= George Chandler (priest) =

Anglican priest

George Chandler (1779?–1859) was an Anglican priest.

==Education==

Chandler was educated at Winchester College, New College, Oxford, and the Inner Temple. New College, Oxford awarded him his B.C.L. (Bachelor of Civil Law) in 1804 and D.C.L. (Doctor of Civil Law) in 1824.

==Career==
Chandler was Bampton Lecturer in 1825, and Chairman of the Committee appointed by the Society for Promoting Christian Knowledge (SPCK) of General Literature. Some of the more time-consuming work, he did for the SPCK, was the editing of their school books.

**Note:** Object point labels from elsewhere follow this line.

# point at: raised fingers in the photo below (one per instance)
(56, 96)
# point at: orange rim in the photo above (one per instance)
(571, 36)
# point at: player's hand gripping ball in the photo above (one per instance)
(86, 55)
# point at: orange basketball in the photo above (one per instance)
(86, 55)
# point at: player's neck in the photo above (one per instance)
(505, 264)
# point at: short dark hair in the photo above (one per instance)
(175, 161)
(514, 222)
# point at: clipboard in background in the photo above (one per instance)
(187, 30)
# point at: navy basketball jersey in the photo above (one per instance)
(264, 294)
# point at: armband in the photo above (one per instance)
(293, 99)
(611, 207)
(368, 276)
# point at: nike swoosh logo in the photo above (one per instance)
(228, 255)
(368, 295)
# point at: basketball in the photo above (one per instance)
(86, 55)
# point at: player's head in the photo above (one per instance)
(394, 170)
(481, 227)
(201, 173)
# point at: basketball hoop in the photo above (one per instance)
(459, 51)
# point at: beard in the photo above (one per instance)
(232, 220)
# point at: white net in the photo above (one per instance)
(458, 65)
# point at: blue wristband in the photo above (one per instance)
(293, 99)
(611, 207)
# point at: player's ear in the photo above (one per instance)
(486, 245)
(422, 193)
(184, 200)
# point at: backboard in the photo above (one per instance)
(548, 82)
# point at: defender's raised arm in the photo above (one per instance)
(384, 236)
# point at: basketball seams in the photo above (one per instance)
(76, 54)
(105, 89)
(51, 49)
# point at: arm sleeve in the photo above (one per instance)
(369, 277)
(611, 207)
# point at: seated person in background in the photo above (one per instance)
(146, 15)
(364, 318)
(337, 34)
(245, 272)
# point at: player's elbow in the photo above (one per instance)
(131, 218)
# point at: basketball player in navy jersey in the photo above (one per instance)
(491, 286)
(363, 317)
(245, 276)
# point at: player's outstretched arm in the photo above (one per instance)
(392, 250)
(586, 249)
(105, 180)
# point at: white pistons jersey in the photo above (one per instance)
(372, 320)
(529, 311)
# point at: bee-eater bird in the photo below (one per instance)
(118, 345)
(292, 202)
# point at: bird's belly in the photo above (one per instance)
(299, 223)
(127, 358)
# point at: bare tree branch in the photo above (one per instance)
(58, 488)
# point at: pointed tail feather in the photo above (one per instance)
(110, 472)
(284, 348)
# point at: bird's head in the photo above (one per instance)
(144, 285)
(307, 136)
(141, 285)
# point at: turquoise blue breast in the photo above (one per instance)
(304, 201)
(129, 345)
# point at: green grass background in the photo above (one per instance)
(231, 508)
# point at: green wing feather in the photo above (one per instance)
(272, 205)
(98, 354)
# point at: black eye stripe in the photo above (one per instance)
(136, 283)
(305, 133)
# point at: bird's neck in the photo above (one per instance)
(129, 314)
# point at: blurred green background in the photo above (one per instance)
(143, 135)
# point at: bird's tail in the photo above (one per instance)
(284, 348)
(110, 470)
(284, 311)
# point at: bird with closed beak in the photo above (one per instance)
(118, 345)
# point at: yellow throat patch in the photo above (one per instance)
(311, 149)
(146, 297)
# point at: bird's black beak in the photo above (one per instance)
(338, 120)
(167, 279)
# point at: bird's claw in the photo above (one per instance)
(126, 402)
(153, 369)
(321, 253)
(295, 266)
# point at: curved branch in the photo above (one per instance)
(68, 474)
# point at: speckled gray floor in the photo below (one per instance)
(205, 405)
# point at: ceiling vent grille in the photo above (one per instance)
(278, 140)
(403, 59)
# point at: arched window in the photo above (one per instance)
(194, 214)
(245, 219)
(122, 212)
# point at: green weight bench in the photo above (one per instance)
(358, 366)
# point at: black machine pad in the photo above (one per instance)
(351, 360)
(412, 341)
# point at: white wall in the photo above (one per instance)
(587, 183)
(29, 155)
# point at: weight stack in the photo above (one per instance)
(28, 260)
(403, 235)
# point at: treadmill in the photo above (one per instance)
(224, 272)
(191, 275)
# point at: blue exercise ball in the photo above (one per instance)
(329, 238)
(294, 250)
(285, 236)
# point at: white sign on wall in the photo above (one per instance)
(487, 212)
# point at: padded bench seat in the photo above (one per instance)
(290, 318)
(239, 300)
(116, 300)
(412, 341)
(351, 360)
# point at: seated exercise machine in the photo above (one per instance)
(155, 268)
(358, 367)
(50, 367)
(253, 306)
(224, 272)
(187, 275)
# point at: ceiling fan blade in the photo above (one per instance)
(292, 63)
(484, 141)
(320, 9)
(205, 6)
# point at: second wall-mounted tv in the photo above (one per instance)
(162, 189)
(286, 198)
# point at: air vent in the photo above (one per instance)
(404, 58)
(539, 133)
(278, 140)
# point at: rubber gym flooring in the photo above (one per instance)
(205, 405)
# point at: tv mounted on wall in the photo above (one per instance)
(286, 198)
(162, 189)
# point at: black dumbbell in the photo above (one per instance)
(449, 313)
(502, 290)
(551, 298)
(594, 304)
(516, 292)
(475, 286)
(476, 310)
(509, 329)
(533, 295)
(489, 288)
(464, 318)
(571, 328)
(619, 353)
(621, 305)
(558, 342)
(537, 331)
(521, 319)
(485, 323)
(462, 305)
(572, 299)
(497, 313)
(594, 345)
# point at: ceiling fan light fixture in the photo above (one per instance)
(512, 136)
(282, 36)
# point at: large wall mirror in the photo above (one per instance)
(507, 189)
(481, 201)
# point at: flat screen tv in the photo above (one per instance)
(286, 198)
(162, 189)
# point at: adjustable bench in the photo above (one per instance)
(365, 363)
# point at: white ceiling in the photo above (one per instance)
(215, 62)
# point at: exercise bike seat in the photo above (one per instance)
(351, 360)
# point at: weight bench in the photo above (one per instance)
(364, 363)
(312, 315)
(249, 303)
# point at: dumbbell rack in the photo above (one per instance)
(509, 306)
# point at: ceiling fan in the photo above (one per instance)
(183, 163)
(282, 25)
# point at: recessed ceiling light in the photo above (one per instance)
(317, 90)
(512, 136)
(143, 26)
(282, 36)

Between 1825 and 1847, Chandler was Rector of All Souls Church, Langham Place, Marylebone, Middlesex, and from 1830 to 1859 was Dean of Chichester.

Because of his duties at All Souls, Chandler was only in Chichester for 90 days a year. It was not unusual for deanships to be part-time positions. The belief that deaneries should be full-time appointments had contributed to strained relations between deans and their chapters. Between 1830 and 1902 there were five Deans of Chichester, the first was Chandler and he probably was the one who had the best rapport with his chapter, whereas the four deans that succeeded him all had problems.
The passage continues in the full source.